Ela me encarou por um bom tempo, e assentiu. Ninguém nunca entendeu o quanto aquelas palavras torceram meu coração. Esmagaram-no, estilhaçaram-no. Só consigo imaginar o efeito que surtiu em Fleur. Era pareceu prestes a desabar, parecia querer morrer.

-Fleur, olha pra mim.

Ela levantou aqueles olhos marejados, e repletos de dor.

-Me prometa, que você vai pra casa de sua mãe. Me prometa que você vai ficar lá até o dia em que eu voltar com a nossa filha.

-S-sim.

Esperei do fundo do coração que ela soubesse que eu estava mentindo sobre não querer sua companhia. Tudo o que eu queria na vida era ter ela ao meu lado, mas aquilo já era impossível. Era pressão emocional demais para mim.

Me vesti de novo, e olhei para trás. Ela ficou deitada, virada de costas para mim.

-Então adeus.

-Adeus. – Foi sua resposta.

Fechei a porta atrás de mim, e me encostei na parede, respirando fundo várias vezes.

Lágrimas, lágrimas, lágrimas! De onde elas surgiam? Quando você menos espera elas já estão em seu queixo, molhando o chão, suas roupas.

Solucei, e subi mais um lance de escadas. Abri a porta do quarto de Ron, e ele se acordou alarmado, abrindo a boca várias vezes antes de conseguir falar:

-Bill?

-Sim, olha só, eu preciso pedir algumas coisas para você.

-Claro, Fleur sabe que você está aqui? Espere até mamãe chegar, estávamos todos tão preocupados!

-Sim, Fleur sabe, e não, mamãe não vai saber que eu estive aqui.

-Por que?

-Olhe só. Eu preciso de duas mudas de roupas suas.

-C-claro. – Ele se inclinou para dentro de seu guarda roupa e me deu o que eu pedi.
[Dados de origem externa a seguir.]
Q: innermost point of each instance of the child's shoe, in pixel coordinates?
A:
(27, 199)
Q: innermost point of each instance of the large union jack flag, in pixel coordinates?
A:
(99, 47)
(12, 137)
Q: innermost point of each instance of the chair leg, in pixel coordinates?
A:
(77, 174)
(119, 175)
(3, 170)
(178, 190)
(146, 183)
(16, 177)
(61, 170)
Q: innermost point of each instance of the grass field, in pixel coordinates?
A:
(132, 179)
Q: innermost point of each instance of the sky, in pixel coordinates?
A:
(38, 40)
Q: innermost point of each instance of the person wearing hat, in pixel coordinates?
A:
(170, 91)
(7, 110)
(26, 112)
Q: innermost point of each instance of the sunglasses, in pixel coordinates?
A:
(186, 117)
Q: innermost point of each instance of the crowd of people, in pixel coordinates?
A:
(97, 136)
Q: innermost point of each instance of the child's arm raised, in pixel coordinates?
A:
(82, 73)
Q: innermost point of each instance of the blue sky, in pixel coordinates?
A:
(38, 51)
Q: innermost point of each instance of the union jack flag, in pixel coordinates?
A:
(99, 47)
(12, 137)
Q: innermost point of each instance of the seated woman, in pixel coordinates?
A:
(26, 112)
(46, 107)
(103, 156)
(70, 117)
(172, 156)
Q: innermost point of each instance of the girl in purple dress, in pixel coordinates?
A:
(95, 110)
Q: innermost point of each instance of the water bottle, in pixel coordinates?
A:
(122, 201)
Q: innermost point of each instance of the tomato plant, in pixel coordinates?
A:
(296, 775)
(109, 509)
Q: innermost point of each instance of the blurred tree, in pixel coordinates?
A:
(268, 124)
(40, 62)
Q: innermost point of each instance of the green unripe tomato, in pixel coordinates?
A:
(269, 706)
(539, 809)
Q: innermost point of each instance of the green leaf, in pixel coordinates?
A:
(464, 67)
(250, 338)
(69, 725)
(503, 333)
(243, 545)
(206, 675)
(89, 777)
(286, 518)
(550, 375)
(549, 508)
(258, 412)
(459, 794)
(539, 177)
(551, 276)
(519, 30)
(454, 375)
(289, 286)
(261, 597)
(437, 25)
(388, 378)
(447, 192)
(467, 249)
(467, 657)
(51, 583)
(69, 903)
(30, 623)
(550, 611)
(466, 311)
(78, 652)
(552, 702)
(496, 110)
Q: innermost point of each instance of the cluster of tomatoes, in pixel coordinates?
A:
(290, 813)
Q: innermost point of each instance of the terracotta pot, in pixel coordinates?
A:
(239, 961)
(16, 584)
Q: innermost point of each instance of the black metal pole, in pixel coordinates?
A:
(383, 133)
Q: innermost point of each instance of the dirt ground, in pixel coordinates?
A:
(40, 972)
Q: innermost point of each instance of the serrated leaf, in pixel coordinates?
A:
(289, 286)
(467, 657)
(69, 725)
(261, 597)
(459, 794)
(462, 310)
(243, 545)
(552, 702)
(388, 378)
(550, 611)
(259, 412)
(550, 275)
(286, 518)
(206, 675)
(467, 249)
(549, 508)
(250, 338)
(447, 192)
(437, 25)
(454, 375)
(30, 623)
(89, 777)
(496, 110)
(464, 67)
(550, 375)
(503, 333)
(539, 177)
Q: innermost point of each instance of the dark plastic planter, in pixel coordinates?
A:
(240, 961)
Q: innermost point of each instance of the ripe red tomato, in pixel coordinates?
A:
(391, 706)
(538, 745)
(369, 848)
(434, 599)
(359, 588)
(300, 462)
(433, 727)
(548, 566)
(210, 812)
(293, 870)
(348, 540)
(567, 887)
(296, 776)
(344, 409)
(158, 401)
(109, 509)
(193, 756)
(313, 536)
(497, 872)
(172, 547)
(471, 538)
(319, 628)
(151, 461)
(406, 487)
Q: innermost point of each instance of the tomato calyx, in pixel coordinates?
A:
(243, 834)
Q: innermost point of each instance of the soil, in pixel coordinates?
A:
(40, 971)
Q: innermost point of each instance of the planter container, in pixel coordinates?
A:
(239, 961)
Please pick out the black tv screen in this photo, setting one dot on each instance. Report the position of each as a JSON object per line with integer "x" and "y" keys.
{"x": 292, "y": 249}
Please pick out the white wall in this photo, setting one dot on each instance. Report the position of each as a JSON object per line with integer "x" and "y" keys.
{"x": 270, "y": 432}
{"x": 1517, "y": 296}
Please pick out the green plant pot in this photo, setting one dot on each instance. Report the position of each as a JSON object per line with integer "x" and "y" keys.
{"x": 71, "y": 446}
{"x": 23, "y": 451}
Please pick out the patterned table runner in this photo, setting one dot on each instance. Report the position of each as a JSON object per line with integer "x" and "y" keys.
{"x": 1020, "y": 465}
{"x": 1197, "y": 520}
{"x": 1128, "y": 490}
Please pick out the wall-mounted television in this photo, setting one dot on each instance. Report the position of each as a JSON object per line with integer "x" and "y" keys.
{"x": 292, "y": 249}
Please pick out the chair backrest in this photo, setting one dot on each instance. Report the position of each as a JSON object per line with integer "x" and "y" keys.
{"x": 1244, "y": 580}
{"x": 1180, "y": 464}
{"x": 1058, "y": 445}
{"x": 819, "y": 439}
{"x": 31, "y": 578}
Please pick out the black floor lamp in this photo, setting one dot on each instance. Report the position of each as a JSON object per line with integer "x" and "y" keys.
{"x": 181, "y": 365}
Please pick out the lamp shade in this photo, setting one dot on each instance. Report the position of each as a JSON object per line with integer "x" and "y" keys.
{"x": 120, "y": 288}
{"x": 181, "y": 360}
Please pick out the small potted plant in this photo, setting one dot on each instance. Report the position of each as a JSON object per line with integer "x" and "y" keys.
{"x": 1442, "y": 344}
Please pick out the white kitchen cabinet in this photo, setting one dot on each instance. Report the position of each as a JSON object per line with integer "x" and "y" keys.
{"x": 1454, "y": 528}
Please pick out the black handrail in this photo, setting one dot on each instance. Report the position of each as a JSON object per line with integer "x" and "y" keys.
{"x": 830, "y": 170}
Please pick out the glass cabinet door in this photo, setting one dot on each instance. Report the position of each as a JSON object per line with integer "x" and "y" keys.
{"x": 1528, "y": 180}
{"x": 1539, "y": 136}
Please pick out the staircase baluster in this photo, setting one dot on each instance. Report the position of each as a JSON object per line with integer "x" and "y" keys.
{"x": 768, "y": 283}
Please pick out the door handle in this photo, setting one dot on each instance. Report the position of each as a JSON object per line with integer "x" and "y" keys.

-E quero que você garanta que Fleur vá para a França. Quero que você aparate com ela até a casa dos pais dela, e só parta quando tiver certeza que ela fique por lá.

-Claro, eu faço isso. – Disse Ron, confuso.

-Obrigado, maninho. – Disse, sorrindo. – A gente se vê.

-Você vai ficar bem? – Perguntou, e de repente ele pareceu tão frágil, tão quebradiço. Sua voz soou chorosa e entrecortada, e eu o abracei forte.

-Claro que vou. – Sussurrei. – Pode levar um tempo, mas você vai me ver de novo.

-Me deixa ir com você. Você pode pedir pro Percy fazer tudo aquilo pela Fleur.

-Não, Ron.

-Pelo amor de Deus, Bill. Eu já passei por tantas aventuras quanto você. Eu quero te ajudar.

Me afastei dele, e dei um tapinha carinhoso em seu rosto. – Muito obrigado, Ron. Agradeço mesmo pela sua coragem, mas isso é algo que eu prefiro fazer sozinho. Preciso fazer sozinho.

-Mande notícias, pelo menos.

-Vou fazer isso. – Respondi. Sem mesmo sair do quarto, girei meu corpo e aparatei. Mas desta vez minha passagem pelo refúgio dos rochedos foi bem mais rápido. Peguei o corpo de Hati e aparatei para o Chalé das Conchas, ingressando na época mais obscura de minha vida.